The government intended to raise a total of Rs240 billion from the auctions, however, the Sukuks were oversubscribed by over 200%, with total bids received equivalent to over Rs508 billion (approximately $1.77 billion), according to bankers.
On the basis of the announced cutoff rates, Sukuk equivalent to Rs371 billion were issued under five denominations, while all bids were rejected against the five-year fixed rate denomination.
The rental rate against the above Sukuk varied from 18.49% per annum to 23.62% per annum, depending on the tenure of the Sukuk. The rental payment is to be made on a half-yearly basis with Sukuk redemption at maturity.
The underlying asset utilized for Sukuk issuance was Islamabad Expressway, on which an Ijarah Sale and Lease Back transaction was performed.

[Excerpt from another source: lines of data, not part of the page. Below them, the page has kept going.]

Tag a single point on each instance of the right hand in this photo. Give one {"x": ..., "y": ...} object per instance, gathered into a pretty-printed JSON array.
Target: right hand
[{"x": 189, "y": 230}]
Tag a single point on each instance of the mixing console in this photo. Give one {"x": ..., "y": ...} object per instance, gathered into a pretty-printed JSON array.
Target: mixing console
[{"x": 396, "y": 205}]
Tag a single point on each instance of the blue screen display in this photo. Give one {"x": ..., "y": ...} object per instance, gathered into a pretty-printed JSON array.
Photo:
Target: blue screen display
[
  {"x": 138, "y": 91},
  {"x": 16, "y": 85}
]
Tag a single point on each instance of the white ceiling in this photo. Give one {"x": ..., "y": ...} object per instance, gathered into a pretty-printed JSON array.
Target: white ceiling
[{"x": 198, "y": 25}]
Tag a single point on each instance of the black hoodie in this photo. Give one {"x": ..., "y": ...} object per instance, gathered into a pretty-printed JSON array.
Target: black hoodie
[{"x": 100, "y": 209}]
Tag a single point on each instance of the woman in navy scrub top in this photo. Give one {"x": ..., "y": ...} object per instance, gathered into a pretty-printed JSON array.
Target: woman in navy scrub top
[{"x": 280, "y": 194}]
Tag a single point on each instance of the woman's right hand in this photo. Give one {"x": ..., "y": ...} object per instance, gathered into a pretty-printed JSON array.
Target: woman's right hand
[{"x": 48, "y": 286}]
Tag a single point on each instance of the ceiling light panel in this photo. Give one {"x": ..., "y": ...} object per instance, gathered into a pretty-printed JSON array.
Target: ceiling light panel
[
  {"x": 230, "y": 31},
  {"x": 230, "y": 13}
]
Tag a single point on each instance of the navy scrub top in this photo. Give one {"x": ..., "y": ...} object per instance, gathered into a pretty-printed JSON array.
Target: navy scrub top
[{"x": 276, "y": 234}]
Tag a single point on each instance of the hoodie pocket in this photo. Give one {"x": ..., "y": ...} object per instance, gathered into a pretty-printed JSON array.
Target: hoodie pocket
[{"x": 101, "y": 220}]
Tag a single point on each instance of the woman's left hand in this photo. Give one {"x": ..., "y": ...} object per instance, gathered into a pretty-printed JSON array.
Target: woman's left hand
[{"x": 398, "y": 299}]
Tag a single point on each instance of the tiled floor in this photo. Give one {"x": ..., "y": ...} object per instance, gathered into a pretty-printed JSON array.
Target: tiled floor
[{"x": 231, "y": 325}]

The underlying Shariah Structure of the Sukuk was approved by the Shariah Advisory Committee of the State Bank of Pakistan, while the transaction was led by Meezan Bank Limited alongside Dubai Islamic Bank Pakistan Limited and Bank Alfalah Limited as Joint Financial Advisor to the transaction.
Ahmed Ali Siddiqui, the head of Shariah Compliance at Meezan Bank, said the government now places more emphasis on issuing Sukuk than on interest-based borrowing, which benefits the economy, saves the government cost, encourages financial inclusion, strengthens the Islamic banking sector, and aids in the government’s compliance with the Federal Shariat Court’s ruling that interest must be removed from the economy.
With Islamic banks reporting healthy asset growth, demand for local currency sukuk has increased. By 2025, the SBP wants to increase its share of Islamic banking to 35%.
Presently, the share of the Islamic banking industry is 20%. The government implied that it would convert the current interest-based banking system to an interest-free model by December 2027 when it declared last year that it would implement the Federal Shariat Court’s ruling.